Alibaba cloud Tianchi Longzhu program SQL training camp - Task02 learning notes

Posted by ddubs on Thu, 03 Mar 2022 12:17:45 +0100

This note is the learning content of Alibaba cloud Tianchi Longzhu program SQL training camp. The link is: https://tianchi.aliyun.com/specials/promotion/aicampsql

Basis of select statement

  • SELECT statement

The basic SELECT statement contains two clause s, SELECT and FROM. Examples are as follows:

SELECT <Listing>,
  FROM <Table name>;

Among them, the SELECT clause lists the names of the columns you want to query FROM the table, while the FROM clause specifies the name of the table FROM which the data is selected.

  • WHERE statement

The SELECT statement specifies the conditions for querying data through the WHERE clause. In the WHERE clause, you can specify conditions such as "the value of a column is equal to this string" or "the value of a column is greater than this number". Execute the SELECT statement containing these conditions to query the records that only meet the conditions.

SELECT <Listing>, ......
  FROM <Table name>
 WHERE <Conditional expression>;
  • rule

An asterisk (*) means all columns.

Line breaks can be used in SQL at will, which does not affect the execution of statements (but empty lines cannot be inserted).

When setting Chinese aliases, you need to use double quotation marks (").

Use DISTINCT in a SELECT statement to remove duplicate rows.

Comments are the parts of SQL statements that are used to identify descriptions or precautions. There are two kinds of "/ * * /" including one line comment "--" and multi line comment.
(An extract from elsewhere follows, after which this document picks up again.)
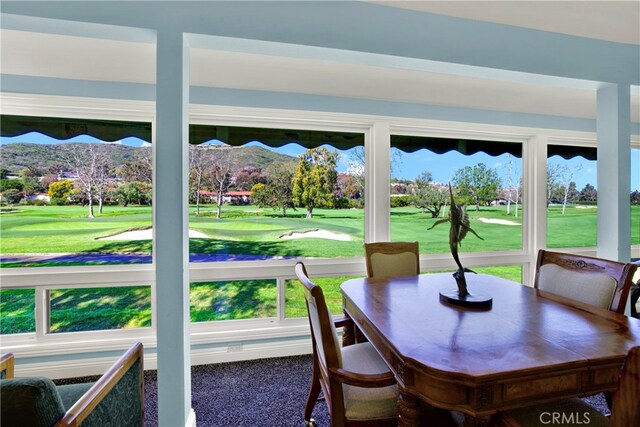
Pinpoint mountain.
[0,142,297,175]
-- When you want to query all columns, you can use asterisks representing all columns(*). 
SELECT *
  FROM <Table name>;
-- SQL Statement can be used AS Keyword sets the alias for the column (double quotation marks ("") are required when using Chinese).
SELECT product_id     AS id,
       product_name   AS name,
       purchase_price AS "Purchase unit price"
  FROM product;
-- use DISTINCT delete product_type Duplicate data in column
SELECT DISTINCT product_type
  FROM product;

 

Arithmetic and comparison operators

  • Arithmetic operator (addition, subtraction, multiplication and division)
  • Comparison operator (greater than, less than, equal to.)
  • Common rules

Constants or expressions can be used in the SELECT clause.

When using comparison operators, be sure to pay attention to the position of unequal sign and equal sign.
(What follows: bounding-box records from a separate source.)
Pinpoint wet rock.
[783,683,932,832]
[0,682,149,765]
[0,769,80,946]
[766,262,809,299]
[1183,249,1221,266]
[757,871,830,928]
In principle, the data of string type shall be sorted according to the dictionary order and shall not be confused with the size order of numbers.
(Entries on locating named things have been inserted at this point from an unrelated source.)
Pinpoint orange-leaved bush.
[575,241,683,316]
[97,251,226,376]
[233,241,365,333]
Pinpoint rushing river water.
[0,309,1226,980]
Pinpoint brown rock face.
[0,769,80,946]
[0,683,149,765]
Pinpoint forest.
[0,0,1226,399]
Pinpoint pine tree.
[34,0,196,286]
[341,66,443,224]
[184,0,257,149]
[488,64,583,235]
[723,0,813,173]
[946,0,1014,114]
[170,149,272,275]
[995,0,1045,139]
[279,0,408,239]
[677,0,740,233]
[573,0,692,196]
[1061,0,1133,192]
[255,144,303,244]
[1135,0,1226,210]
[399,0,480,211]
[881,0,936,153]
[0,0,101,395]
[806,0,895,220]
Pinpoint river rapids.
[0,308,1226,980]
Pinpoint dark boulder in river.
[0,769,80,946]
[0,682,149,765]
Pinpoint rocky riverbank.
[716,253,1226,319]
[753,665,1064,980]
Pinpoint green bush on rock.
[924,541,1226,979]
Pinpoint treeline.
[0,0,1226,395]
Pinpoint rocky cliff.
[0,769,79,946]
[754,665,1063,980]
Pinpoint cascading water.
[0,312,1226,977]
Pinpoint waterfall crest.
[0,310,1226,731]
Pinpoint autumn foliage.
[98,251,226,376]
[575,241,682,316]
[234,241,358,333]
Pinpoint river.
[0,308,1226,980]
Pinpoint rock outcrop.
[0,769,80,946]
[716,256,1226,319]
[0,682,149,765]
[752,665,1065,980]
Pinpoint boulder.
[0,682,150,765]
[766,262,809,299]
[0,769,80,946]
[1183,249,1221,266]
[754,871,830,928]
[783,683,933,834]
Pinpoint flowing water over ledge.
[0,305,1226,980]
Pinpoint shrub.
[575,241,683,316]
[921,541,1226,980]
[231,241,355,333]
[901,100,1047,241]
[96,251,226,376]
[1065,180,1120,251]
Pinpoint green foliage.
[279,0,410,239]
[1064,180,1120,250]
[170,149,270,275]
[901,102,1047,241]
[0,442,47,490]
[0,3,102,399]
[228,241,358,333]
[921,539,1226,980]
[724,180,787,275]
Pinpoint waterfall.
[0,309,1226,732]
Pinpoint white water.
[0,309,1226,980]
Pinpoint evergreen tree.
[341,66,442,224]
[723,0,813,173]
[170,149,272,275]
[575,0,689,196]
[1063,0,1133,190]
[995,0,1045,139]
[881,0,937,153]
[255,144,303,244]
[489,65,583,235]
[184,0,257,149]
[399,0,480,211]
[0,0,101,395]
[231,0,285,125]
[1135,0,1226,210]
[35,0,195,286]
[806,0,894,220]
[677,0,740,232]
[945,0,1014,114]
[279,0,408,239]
When you want to select NULL records, you need to use the IS NULL operator in the conditional expression. When you want to select a record that IS NOT NULL, you need to use the IS NOT NULL operator in the conditional expression.

-- SQL Operational expressions can also be used in statements
SELECT product_name, sale_price, sale_price * 2 AS "sale_price x2"
  FROM product;
-- WHERE Clause can also be used in conditional expressions
SELECT product_name, sale_price, purchase_price
  FROM product
 WHERE sale_price-purchase_price >= 500;
/* Use unequal sign on string
 First create chars and insert data
 SELECT a SELECT statement greater than '2'*/
-- DDL: Create table
CREATE TABLE chars
(chr CHAR(3)NOT NULL,
PRIMARY KEY(chr));
-- Select greater than'2'Of data SELECT sentence('2'As string)
SELECT chr
  FROM chars
 WHERE chr > '2';
-- selection NULL Record of
SELECT product_name,purchase_price
  FROM product
 WHERE purchase_price IS NULL;
-- Select not as NULL Record of
SELECT product_name,purchase_price
  FROM product
 WHERE purchase_price IS NOT NULL;
  • Logical operator

NOT operator

When you want to express "NOT...", in addition to the < > operator mentioned above, there is another operator that represents negation and is more widely used: NOT.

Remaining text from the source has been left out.